A running joke at Bay Area parties is that AI researchers are “building God.” This, of course, sounds wildly grandiose. No one I have met means it literally—nobody thinks they are making something supernatural or divine. To try to decode: The speaker is gesturing at how powerful this technology could become—even, eventually, functionally omniscient or omnipotent. They are trying to distinguish this invention from, say, social media, or even the internet. They do not mean the current model, but whatever comes after these systems start improving themselves and become far smarter than we are. They are reaching for a shorthand equal to what they expect, and I think that honesty is good for the world, whether or not the prediction holds.
From outside San Francisco, the joke is sometimes heard as a reflection of spiritual lacking—that the pursuit of AGI (artificial general intelligence) is a stand-in for a God-shaped hole, that clever technologists who reasoned their way out of the old faith are now building an idol to fill the vacancy.
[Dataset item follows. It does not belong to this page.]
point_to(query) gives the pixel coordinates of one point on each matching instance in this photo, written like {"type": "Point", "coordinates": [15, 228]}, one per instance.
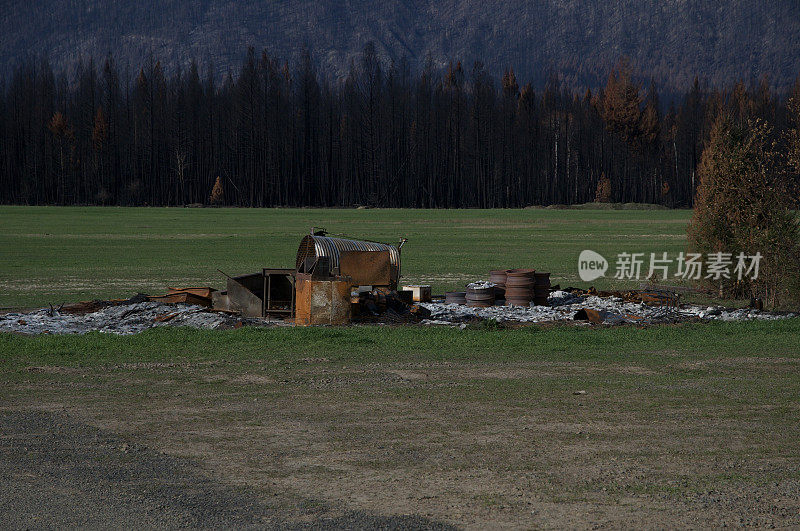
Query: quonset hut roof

I do not think that is quite what is happening. People need meaning, and intense, world-shaping work is one of the oldest ways to find it; that part is not new and often not sinister. What is different here is that this particular work sits so close to the old questions—what are we, where did this come from, what comes after—that you cannot do it long without staring into them. They are not building God because they miss Him. They are building something that has brought them, unexpectedly, to the edge of where He would be.
AI workers tend to be less religious than the rest of the U.S. population. They are mostly lapsed in their faith, or were never religious to begin with. Perhaps they were circumcised or baptized; now they may occasionally meditate. This is, for the most part, a materialist lot—by which I mean people for whom the world is atoms and physical laws with nothing supernatural left over, and for whom morality is something worked out from intuition or from philosophy, rather than received from outside the world.
Their work is fascinating and all-consuming. Some are exhausted, and some do fear what they are making—loss of control, misuse, the economic disruption it may bring—but largely, their days are good and full. By any ordinary measure, there is little here to search for.